The problem of corporate governance is also one that is much more difficult to solve. Frankly, I don’t have a good plan for how to move forward. I know what I would like to see, namely moving in the direction of a continental European system of stakeholders having more sway, however:
1) I don’t want to go all the way in that direction, because it has its own problems, and
2) I have zero idea how to get there.
Martin
@Mary: Well, no shit, when isn’t management screwing the shareholders?
Looking at this from the standpoint of a shareholder, I would have expected that $38B carry forward. When I bought Apple during their fuckton of losses in 96-97, investors counted on those carry forwards to help them return to profitability. I know my dad who bought a number of bank stocks last year was counting on those carry forwards as well.
Yeah, executives are going to suck up a fair bit of that recovery now that they’re out from under TARP, but investors knew that was going to happen and investors do get their proxy.

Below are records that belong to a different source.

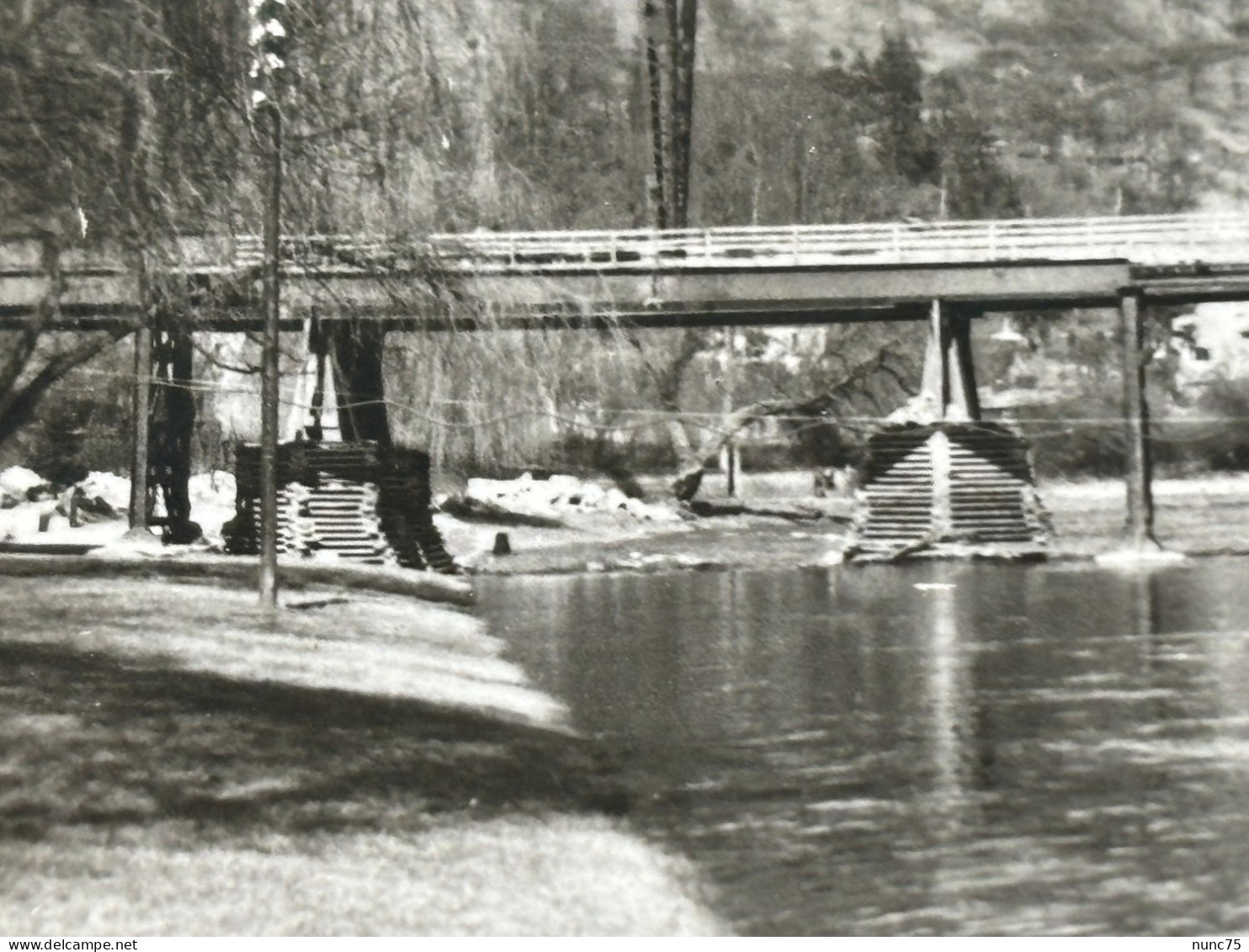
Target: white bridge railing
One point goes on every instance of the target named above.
(1148, 240)
(1154, 240)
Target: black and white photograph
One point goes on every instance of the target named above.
(624, 467)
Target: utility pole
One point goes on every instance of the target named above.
(268, 384)
(268, 39)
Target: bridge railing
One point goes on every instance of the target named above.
(1151, 240)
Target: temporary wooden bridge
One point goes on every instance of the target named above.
(944, 273)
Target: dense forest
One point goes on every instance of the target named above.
(131, 121)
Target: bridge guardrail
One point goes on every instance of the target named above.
(1151, 240)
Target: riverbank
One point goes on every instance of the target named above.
(175, 761)
(1198, 516)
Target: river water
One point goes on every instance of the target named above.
(931, 748)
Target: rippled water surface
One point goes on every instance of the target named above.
(937, 748)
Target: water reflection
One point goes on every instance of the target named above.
(944, 748)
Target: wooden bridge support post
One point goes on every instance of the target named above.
(140, 407)
(358, 348)
(1138, 462)
(173, 431)
(268, 368)
(949, 374)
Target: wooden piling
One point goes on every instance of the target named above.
(140, 410)
(1138, 464)
(268, 389)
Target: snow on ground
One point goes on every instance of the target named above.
(17, 481)
(559, 496)
(213, 503)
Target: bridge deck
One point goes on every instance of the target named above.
(777, 275)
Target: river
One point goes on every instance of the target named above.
(937, 748)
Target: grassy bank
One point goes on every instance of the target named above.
(174, 761)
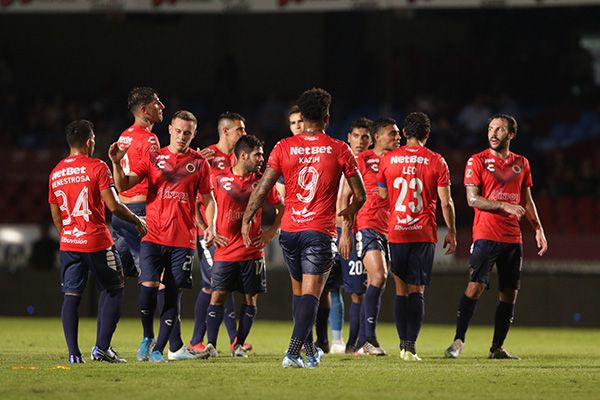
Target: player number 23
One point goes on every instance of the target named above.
(416, 186)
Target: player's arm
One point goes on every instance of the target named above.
(534, 219)
(117, 208)
(449, 214)
(56, 217)
(269, 234)
(256, 201)
(122, 181)
(475, 200)
(210, 207)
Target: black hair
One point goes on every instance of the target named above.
(314, 104)
(78, 132)
(140, 96)
(247, 144)
(417, 125)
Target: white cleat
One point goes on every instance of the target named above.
(182, 354)
(454, 350)
(337, 347)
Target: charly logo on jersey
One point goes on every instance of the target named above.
(190, 167)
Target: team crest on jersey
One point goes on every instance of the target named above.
(191, 168)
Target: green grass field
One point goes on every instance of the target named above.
(556, 364)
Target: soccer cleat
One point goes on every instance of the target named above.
(454, 350)
(208, 352)
(337, 347)
(408, 356)
(76, 359)
(109, 355)
(239, 351)
(290, 361)
(373, 349)
(501, 354)
(143, 353)
(184, 353)
(157, 357)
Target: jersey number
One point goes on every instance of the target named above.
(307, 180)
(81, 209)
(416, 186)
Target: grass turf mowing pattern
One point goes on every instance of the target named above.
(557, 363)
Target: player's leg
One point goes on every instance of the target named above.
(509, 275)
(253, 280)
(482, 259)
(205, 256)
(150, 271)
(73, 279)
(107, 269)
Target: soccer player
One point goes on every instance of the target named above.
(371, 237)
(147, 110)
(353, 273)
(498, 184)
(79, 188)
(413, 177)
(221, 156)
(312, 164)
(237, 267)
(176, 175)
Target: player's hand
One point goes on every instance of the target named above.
(141, 226)
(542, 243)
(116, 152)
(513, 209)
(246, 234)
(450, 242)
(207, 153)
(345, 245)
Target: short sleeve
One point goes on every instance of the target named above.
(104, 176)
(443, 173)
(275, 158)
(473, 172)
(348, 161)
(205, 185)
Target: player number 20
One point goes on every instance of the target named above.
(307, 180)
(81, 209)
(416, 186)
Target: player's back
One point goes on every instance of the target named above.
(75, 186)
(311, 166)
(412, 175)
(140, 141)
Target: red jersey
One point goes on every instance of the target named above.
(221, 161)
(312, 166)
(232, 193)
(174, 181)
(375, 213)
(140, 141)
(75, 186)
(412, 176)
(498, 180)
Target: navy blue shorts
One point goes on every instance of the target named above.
(369, 239)
(508, 258)
(127, 240)
(173, 264)
(307, 252)
(206, 260)
(412, 262)
(248, 277)
(104, 264)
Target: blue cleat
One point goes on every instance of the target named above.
(292, 361)
(76, 359)
(143, 353)
(313, 362)
(157, 357)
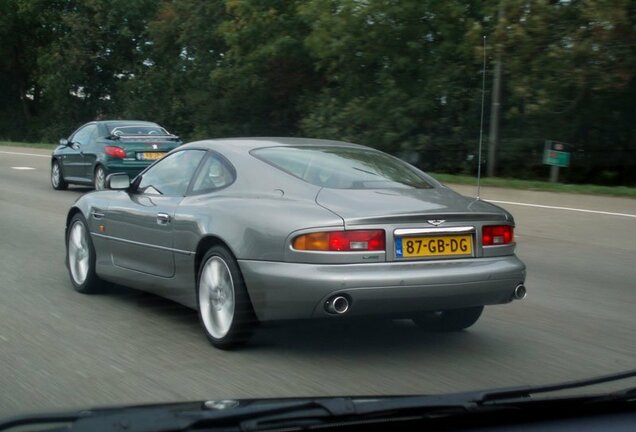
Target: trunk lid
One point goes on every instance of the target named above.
(406, 206)
(145, 148)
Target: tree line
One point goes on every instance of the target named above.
(402, 76)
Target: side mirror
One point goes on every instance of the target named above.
(118, 181)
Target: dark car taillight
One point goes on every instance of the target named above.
(341, 241)
(494, 235)
(115, 151)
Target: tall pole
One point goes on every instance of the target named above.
(493, 135)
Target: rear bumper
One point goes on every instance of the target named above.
(296, 291)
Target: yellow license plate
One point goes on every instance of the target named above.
(152, 155)
(457, 245)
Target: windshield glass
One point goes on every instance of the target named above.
(343, 168)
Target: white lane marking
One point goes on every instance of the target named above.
(563, 208)
(25, 154)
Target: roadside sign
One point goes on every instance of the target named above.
(555, 153)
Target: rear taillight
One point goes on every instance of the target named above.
(341, 241)
(115, 151)
(494, 235)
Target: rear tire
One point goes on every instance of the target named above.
(449, 320)
(57, 179)
(225, 309)
(99, 178)
(80, 257)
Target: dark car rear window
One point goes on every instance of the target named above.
(137, 130)
(343, 167)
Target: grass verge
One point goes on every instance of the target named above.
(616, 191)
(30, 145)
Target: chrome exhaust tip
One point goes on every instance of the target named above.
(337, 305)
(519, 292)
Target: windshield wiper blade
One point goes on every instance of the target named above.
(255, 416)
(527, 391)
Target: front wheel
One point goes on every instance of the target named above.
(80, 255)
(449, 320)
(225, 310)
(57, 180)
(99, 179)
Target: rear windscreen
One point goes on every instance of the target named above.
(138, 130)
(343, 167)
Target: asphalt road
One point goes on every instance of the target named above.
(60, 349)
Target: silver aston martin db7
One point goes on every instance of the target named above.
(259, 229)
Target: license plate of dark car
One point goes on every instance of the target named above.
(151, 155)
(434, 246)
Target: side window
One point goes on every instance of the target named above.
(84, 135)
(171, 175)
(214, 174)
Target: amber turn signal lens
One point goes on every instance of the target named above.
(342, 241)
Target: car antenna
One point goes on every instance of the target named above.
(481, 126)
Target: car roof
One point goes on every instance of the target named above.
(119, 123)
(250, 143)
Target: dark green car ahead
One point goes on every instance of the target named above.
(100, 148)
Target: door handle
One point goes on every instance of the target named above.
(163, 218)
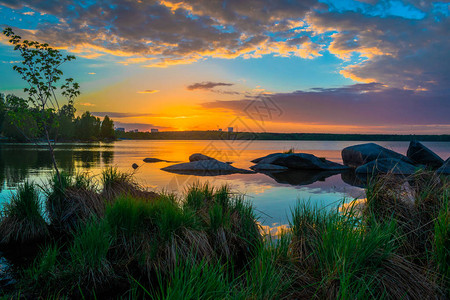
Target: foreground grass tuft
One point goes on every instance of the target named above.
(123, 241)
(21, 220)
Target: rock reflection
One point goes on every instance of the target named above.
(300, 177)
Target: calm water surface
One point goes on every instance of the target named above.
(272, 197)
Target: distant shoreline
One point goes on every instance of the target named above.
(220, 135)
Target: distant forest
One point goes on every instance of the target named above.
(220, 135)
(64, 125)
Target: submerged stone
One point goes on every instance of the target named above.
(358, 155)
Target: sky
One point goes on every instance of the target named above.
(331, 66)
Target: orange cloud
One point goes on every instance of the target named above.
(148, 92)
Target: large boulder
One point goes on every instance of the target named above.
(386, 165)
(199, 156)
(358, 155)
(268, 167)
(257, 160)
(301, 161)
(152, 160)
(445, 169)
(204, 167)
(300, 177)
(422, 155)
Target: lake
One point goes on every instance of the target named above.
(272, 197)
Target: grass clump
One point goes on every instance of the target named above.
(72, 202)
(88, 255)
(346, 260)
(441, 247)
(21, 220)
(229, 220)
(121, 241)
(193, 280)
(43, 274)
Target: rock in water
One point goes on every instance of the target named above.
(268, 167)
(257, 160)
(198, 157)
(301, 161)
(422, 155)
(358, 155)
(204, 167)
(387, 165)
(152, 159)
(445, 169)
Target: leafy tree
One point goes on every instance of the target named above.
(107, 128)
(40, 68)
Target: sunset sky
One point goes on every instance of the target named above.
(338, 66)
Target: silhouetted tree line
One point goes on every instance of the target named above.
(64, 126)
(220, 135)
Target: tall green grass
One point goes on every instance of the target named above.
(209, 244)
(193, 280)
(43, 274)
(21, 219)
(349, 259)
(441, 251)
(88, 254)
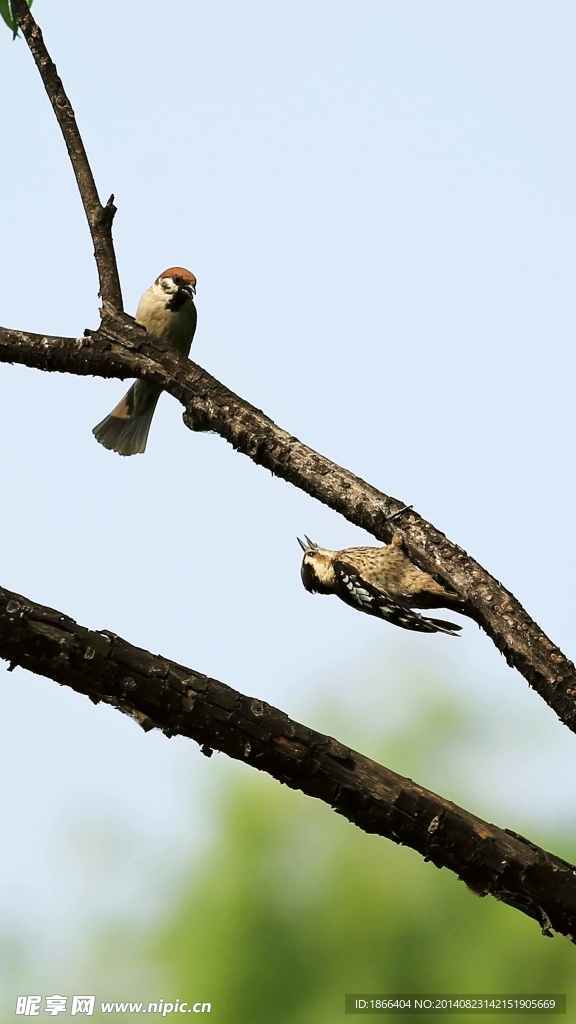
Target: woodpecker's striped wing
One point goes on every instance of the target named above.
(363, 595)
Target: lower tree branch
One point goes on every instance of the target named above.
(180, 700)
(121, 348)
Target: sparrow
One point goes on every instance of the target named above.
(381, 582)
(167, 310)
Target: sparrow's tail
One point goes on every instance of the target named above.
(125, 430)
(441, 626)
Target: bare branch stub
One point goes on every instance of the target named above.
(99, 217)
(180, 700)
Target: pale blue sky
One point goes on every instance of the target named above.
(378, 202)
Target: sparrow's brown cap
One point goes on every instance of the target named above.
(179, 274)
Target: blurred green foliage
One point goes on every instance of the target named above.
(293, 906)
(282, 906)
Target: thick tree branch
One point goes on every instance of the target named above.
(180, 700)
(99, 217)
(120, 348)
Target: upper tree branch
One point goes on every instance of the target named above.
(210, 406)
(99, 217)
(181, 700)
(120, 348)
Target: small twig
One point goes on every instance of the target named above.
(180, 700)
(99, 217)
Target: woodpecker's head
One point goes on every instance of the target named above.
(317, 571)
(176, 287)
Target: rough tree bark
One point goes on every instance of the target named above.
(178, 699)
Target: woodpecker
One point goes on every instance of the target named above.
(380, 582)
(167, 310)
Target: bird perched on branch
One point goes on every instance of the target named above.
(167, 310)
(381, 582)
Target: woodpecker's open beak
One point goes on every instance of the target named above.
(309, 546)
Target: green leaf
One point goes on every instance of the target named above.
(6, 14)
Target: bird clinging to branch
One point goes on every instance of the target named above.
(381, 582)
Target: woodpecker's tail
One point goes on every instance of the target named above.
(125, 430)
(441, 626)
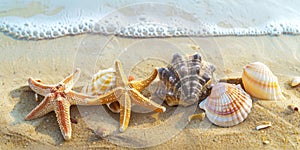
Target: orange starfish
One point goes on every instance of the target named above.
(58, 98)
(127, 93)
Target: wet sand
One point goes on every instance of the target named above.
(52, 60)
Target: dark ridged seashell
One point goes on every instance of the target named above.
(182, 81)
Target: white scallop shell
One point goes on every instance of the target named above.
(227, 105)
(260, 82)
(102, 82)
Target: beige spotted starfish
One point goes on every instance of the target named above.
(127, 93)
(58, 98)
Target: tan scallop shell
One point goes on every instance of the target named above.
(102, 82)
(260, 82)
(227, 105)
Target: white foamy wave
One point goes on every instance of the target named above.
(144, 20)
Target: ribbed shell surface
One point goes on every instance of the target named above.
(227, 105)
(260, 82)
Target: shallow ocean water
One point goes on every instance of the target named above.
(48, 39)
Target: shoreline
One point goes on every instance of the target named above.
(52, 60)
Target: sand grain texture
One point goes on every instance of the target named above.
(52, 60)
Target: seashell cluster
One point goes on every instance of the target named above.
(227, 105)
(182, 81)
(260, 82)
(102, 82)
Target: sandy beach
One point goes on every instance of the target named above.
(52, 60)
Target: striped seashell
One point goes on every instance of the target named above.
(102, 82)
(260, 82)
(227, 105)
(182, 81)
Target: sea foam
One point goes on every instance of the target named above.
(144, 20)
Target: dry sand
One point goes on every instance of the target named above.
(52, 60)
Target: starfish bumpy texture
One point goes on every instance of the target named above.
(127, 93)
(58, 98)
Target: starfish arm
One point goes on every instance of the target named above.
(141, 100)
(62, 111)
(140, 85)
(81, 99)
(114, 107)
(121, 79)
(38, 87)
(76, 98)
(43, 108)
(70, 80)
(125, 110)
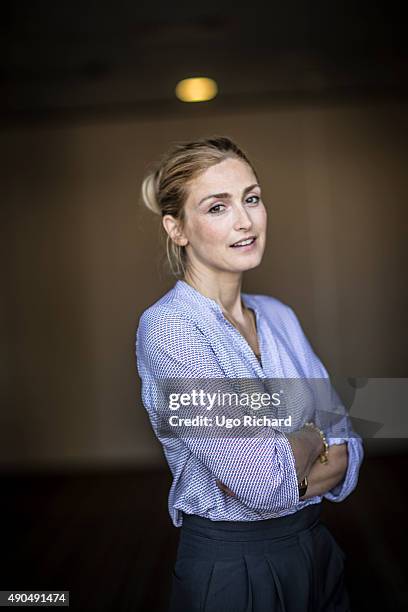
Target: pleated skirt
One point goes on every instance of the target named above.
(286, 564)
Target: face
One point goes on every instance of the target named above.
(224, 207)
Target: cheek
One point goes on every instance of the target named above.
(209, 234)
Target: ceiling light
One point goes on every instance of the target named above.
(197, 89)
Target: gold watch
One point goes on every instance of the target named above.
(302, 486)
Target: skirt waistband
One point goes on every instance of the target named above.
(278, 527)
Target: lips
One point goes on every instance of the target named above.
(244, 242)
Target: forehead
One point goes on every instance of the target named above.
(231, 175)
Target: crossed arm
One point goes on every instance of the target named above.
(322, 477)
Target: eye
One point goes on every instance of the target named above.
(213, 210)
(257, 198)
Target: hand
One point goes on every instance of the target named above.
(224, 488)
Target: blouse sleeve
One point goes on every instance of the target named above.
(338, 428)
(259, 469)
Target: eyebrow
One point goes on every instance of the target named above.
(226, 195)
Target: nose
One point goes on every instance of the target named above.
(242, 219)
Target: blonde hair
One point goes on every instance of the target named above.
(165, 190)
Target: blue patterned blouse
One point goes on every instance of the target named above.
(185, 335)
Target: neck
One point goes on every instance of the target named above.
(225, 289)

It might not do shit, because proxy votes are a joke, but that’s the process we have and we should make it stronger, not route around it when it sucks.
J. Michael Neal
@Mary:
The problem is that this is not the same situation as the ruling in favor of Wells Fargo. That really was a change of ownership and a ruling that allowed an acquiring company to appropriate another company’s carryforward. It’s hard to construct a scenario that is more concretely what Congress intended to prevent.
This is different. The is no “acquiring” company here that is shifting the tax asset onto its balance sheet. All it is is the same company that, for technical reasons, is losing the ability to carry its previous losses forward against its own profits.
I have no recollection of Congress ever addressing that particular question.
sweetwater jones
Wean? They’re sucking at the public teat every chance they get.
Just saw this today in the SF Chronicle. You want to get an H1N1 vaccine even if you are pregnant or for your infants or small children or you’re in a CDC at-risk group? Too fuckin’ bad. But not if you’re a banker.
Don’t forget this vaccine was bought by the US government, that is, our taxes. Too bad most of the little people in the high risk groups won’t be vaccinated until January, which is the peak of influenza and already too late to do them much good. The majority of people who will sicken or die from it by then will already have or will be in the incubation period. But hey, we’re just the summer help for these banksters, right?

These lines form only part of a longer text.